Luchtdicht bouwen
Kennis | Door de redactie
Geplaatst: 18-11-2016
Naast de warmteweerstand, warmtedoorgang en koudebruggen wordt de bouwfysische kwaliteit van de schil ook beïnvloed door de luchtdichtheid. Daarom bevat het Bouwbesluit ook eisen voor de luchtvolumestroom.
Luchtdicht bouwen Door verlaging van de EPC-eis en verhoging van de thermische isolatie, wordt luchtdichtheid van de schil steeds belangrijker. Door niet goed afgedichte naden en kieren treedt een ongewenste luchtstroom op. Hierdoor vindt vermenging plaats van de koude buitenlucht met warme binnenlucht, waardoor temperatuurschommelingen ontstaan. Het is raadzaam om goede ventilatiemaatregelen te treffen in combinatie met een luchtdichte schil, die rekening houdt met een gezond binnenklimaat. Luchtdicht bouwen betekent dat er geen tot weinig warme lucht via ongewenste exfiltratie kan ontsnappen of koude lucht de woning kan infiltreren.
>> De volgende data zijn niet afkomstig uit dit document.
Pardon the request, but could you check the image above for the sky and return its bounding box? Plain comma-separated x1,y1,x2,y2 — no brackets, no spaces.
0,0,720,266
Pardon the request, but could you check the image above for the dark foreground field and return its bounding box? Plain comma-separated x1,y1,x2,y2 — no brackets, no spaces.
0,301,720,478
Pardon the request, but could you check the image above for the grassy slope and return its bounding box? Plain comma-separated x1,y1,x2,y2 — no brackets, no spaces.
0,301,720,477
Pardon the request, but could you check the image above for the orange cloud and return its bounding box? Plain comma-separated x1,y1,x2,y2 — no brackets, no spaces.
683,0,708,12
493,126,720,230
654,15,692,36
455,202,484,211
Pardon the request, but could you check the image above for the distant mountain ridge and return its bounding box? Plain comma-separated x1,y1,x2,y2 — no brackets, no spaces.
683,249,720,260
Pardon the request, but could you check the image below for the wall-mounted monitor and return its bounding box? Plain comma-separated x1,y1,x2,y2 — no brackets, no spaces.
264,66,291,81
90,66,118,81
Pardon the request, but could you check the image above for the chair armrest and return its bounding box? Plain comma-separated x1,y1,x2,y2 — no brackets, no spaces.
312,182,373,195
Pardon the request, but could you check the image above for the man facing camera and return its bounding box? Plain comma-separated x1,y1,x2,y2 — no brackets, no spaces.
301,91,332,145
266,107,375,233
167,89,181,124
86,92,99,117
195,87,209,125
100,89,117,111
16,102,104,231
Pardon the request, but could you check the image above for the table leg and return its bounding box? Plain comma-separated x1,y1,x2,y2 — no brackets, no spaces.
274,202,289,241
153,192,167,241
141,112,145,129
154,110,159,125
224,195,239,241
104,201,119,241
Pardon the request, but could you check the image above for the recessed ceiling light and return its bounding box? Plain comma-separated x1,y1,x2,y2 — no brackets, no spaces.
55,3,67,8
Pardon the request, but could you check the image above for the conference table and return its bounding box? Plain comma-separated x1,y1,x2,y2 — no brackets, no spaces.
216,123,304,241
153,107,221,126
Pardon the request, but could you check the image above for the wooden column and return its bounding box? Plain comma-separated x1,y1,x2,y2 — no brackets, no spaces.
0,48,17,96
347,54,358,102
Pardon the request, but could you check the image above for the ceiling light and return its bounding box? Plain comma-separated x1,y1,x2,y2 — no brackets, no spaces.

Luchtdoorlatendheid (qv10-waarde) De specifieke luchtvolumestroom (qv10;10;spec) wordt bepaald aan de hand van de NEN 8088:(2011). De qv10-waarde geeft de luchtdoorlatendheid van de schil aan in liters (dm3) per seconde per vierkante meter vloeroppervlak. De luchtvolumestroom verschilt per woningsoort, omdat deze afhankelijk is van het bouwjaar, het type woning en de uitvoeringsvariant (plat dak of hellend dak, hoekwoning of tussenwoning). Voor de invoer van de qv10-waarde ten behoeve van de EPC-berekening, zijn in de NEN 2687:(1989) luchtdichtheidsklassen opgesteld. De klassen zijn onderverdeeld in: basis (qv10 > 0,6 dm3/(s·m2)), goed (qv10≤ 0,6 tot >0,15 dm3/(s·m2)) en uitstekend (qv10 ≤ 0,15 dm3/(s·m2)). De maximale volumestroom volgens het Bouwbesluit wordt niet weergegeven in dm3/(s·m2)) maar in m3/s voor het totaal aan verblijfsgebieden. De eis die wordt genoemd in het Bouwbesluit is 0,2 m3/s.
De f-factor Op grond van het Bouwbesluit is de f-factor een weergave van de verhouding tussen twee grootheden. Enerzijds het verschil tussen de temperatuur op het binnenoppervlak van een constructieonderdeel en de buitentemperatuur, anderzijds het verschil tussen de binnentemperatuur en de buitentemperatuur. De f-factor is dimensieloos. Het getal geeft de thermische kwaliteit van een constructieknooppunt weer. Hoe lager de factor, hoe groter de kans op condensatie aan het oppervlak. Dit heeft te maken met de luchtvochtigheid, de binnentemperatuur en de grootte van de koudebrug. De f-factor moet minstens 0,65 zijn voor woonfuncties en 0,5 voor overige functies. Om de gewenste f-factor te realiseren is het belangrijk dat koudebruggen goed worden geïsoleerd. De f-factor kan worden berekend met bouwfysische software en is geen onderdeel van de Energieprestatieberekening.